The idea of the Marshall Islands’ complete independence is highly questionable. The population of the islands, whose residents are of Micronesian origin, indeed has the right to sovereignty, just as other states in the Pacific Ocean do. Yet, unlike their numerous neighbors, the Marshall Islands have very limited resources. Agriculture, which is mostly represented by growing coconut palms, constitutes only a small part of the state’s exports. Its scarcity is plainly due to the small area: the islands’ land territory consists of atolls with a width of 100-200m and a road in the middle, with residential buildings and palms between them on both sides. It is not simply possible to grow many palms in such conditions. The islands boast vast fish resources but lack fleet. Yet, attaining complete sovereignty will provide the opportunity for leasing out fishing rights to water areas for Korean or Japanese fishing vessels, just as neighboring Kiribati does – yet, it does not help provide better living conditions there.
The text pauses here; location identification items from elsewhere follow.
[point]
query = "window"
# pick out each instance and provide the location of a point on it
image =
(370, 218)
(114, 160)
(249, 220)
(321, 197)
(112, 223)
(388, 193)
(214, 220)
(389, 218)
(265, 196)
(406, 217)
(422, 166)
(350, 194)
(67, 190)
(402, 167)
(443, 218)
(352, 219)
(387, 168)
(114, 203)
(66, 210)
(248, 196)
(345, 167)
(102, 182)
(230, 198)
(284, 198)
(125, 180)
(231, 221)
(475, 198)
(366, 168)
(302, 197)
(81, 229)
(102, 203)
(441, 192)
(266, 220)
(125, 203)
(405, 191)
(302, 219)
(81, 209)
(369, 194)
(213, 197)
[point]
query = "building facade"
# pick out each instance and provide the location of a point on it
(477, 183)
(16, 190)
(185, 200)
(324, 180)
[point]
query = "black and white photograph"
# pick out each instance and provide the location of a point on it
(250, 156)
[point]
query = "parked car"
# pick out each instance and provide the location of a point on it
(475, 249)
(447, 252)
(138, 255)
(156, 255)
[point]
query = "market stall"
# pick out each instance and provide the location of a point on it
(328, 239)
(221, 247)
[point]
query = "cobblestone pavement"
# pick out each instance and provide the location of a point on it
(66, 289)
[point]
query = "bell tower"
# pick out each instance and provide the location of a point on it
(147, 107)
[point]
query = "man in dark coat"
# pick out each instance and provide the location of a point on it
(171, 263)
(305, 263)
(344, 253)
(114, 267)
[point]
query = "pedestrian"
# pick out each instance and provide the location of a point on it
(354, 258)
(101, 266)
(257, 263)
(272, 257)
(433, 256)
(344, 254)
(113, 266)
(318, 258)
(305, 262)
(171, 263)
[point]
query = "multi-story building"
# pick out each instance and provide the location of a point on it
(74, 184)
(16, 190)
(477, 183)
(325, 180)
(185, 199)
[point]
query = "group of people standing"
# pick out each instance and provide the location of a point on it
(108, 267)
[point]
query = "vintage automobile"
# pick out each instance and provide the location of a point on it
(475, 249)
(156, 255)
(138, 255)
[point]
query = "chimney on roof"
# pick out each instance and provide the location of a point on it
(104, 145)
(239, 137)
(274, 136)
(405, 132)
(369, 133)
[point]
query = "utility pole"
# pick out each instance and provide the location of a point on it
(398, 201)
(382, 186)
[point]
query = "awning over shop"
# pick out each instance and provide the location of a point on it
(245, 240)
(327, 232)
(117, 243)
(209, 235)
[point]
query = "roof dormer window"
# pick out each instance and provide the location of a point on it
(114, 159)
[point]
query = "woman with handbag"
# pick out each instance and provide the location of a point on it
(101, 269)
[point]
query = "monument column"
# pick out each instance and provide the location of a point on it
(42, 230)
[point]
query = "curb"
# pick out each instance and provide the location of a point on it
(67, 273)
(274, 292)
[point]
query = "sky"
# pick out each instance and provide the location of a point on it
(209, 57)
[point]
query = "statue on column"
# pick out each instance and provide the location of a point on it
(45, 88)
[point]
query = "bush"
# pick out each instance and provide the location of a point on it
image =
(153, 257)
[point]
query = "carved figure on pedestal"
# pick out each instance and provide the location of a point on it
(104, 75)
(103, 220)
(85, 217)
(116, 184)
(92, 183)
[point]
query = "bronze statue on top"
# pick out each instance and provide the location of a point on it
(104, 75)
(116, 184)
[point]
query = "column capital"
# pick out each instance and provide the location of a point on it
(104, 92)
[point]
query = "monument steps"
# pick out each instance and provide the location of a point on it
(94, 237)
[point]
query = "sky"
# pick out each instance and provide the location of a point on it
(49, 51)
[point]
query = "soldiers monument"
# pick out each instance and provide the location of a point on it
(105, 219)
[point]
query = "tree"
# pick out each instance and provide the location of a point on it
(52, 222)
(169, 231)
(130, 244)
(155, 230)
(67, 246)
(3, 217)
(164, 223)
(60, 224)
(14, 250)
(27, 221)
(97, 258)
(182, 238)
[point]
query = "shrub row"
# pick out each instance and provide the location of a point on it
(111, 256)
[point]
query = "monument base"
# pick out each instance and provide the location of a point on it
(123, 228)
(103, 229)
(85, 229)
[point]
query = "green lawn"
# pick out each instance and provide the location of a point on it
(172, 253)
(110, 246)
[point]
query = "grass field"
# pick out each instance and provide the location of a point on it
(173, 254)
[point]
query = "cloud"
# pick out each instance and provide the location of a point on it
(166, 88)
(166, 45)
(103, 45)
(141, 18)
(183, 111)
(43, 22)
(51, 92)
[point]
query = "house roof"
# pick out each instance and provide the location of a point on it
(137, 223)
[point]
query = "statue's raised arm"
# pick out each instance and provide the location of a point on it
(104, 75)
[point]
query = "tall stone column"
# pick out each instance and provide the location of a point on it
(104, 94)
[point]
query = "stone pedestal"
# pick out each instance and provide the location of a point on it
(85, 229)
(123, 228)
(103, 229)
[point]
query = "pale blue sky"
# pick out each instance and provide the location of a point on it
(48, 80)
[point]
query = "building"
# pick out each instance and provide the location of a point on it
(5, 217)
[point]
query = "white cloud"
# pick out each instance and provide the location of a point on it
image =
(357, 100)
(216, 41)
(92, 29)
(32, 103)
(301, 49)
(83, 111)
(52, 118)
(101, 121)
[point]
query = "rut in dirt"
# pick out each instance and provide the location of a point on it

“Will the country be tempted to lease out some other thing – namely, a virtual ‘printing machine’ for the emission of the new cryptocurrency, which, unlike other alternatives, has a status of a legal means of payment?” asks Artyom Genkin, author of books and articles on emission of private currency and cash equivalents. “Several dozens of countries are known to have been given away the right to issue postage stamps with their exotic national symbols to a private company. But this is about vibrant-colored printing products which are of interests to a small community of stamp collectors. As regards legal cryptocurrency, motivation for its use may be totally different,” Genkin says.